Refuge From War Becomes Refuge For All

I started my own Creating Legacy journey when, as a nurse and attorney practicing health care law, studying to become a professional coach, and developing my company Thrive!!, I began some of the hardest work I’d ever done. I worked with my sister, also a high achiever and busy physician and mother of three, to help our parents begin their departure from this earth.

The Garlo Girls: first generation daughters of Polish and Lithuanian immigrant physicians, we were no strangers to valuing hard work and to the ideas of accomplishment, escaping adversity to create a better life, and passing along something meaningful to future generations. How to truly honor what we were taught and the gifts we had received from them — and deal with the myriad of issues including aging, illness, treatment and end of life decisions, navigating the healthcare systems, understanding and implementing an estate plan , and on and on — was a bigger job that we anticipated. Especially while trying to navigate our own careers and participate in our own families and communities.

Coming from little to nothing, our parents escaped Communist and Nazi occupations and arrived in the U.S. in 1948 with a few suitcases and our brother, a four year old. They were unsure and fearful, though elated by the opportunity this move provided, and that their children would not have to go through the adversity they had experienced. Through work, study, saving and investment, the family was able to acquire some 300 acres of farmland over a 30 year period. As our father’s last illness took him away from being able to tend the land, his refuge from the possibility of another war, we were faced with the question of what to do with this property. More importantly, we wanted to figure out how to keep the meaning of that land alive.

As busy professionals ourselves and living far away from the family farm, figuring out what to do involved a maze of new issues, advisors, land use and tax matters and paperwork. I often thought how nice it would be to have one advisor or set of resources that could have helped us through the myriad of family, property, financial, health care, legal and personal life, not to mention emotional and other issues and decisions …

“The farm” had always been a refuge of sorts, where no hunting was permitted to allow all manner of land and water flora and fauna to prosper there. While we focused on how to keep that meaning and purposes alive, as serendipity would have it we discovered the possibility of donating the land to create the county’s first park. In keeping with the spirit of the place, we negotiated, thoughtfully crafted agreements and created the Garlo Heritage Nature Preserve. Portions were subsequently named and dedicated by the park commissioners to all the family members who had been involved. See

I had no idea how important that decision would be or how valuable, not only to us as we struggled to determine just how to properly manage this large piece of property, but also to scores of people who came after us. Since its formation in 1999, the county park commissioners have done a superb job of honoring the family’s values for the property, and have built it into a natural resource that people in the surrounding area use and likewise honor.

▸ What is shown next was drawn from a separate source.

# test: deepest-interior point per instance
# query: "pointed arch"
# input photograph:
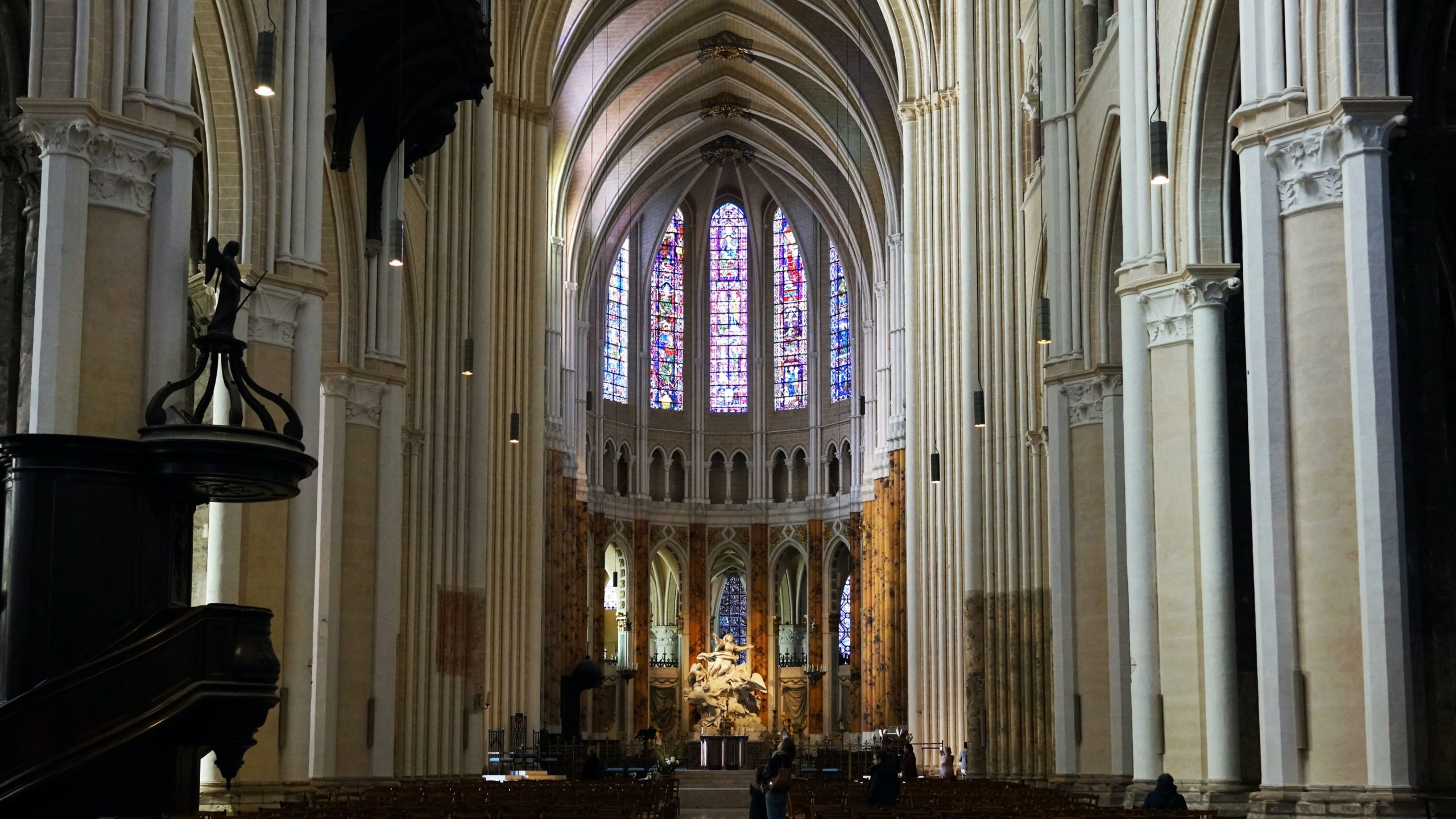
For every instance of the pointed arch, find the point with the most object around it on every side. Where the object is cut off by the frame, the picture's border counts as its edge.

Scout troops learn camping skills, build accessible trails and plant trees. School groups learn about nature first-hand. Volunteer groups maintain the nature preserve. Horse-lovers ride the equestrian trails. Handicap-accessible boardwalks and strategically placed benches allow the elderly and others whom might not get there commune with the peace and quiet of nature in the wooded countryside. All enjoy their year-round outdoor experiences there. The most recent addition has been a Montessori nature day pre-school program conducted at the preserve.

All these results occurred because of the efforts of others to whom this valuable land resource has been passed on. What started as an idea, became a set of activities coupled with a carefully structured contribution and estate plan, and resulted in a sustainable operation. Without fully realizing what we were doing at the time, the farm has become a living legacy that we can enjoy and feel good about, knowing that others can also enjoy this resource for generations.

The “Garlo Girls” and next generation of family continue to visit the nature preserve and marvel at the developments there. We also continue to be deeply moved at the seemingly magical evolution of a dream in ways that honor our family’s love of nature and preservation and continues to pleasantly surprise.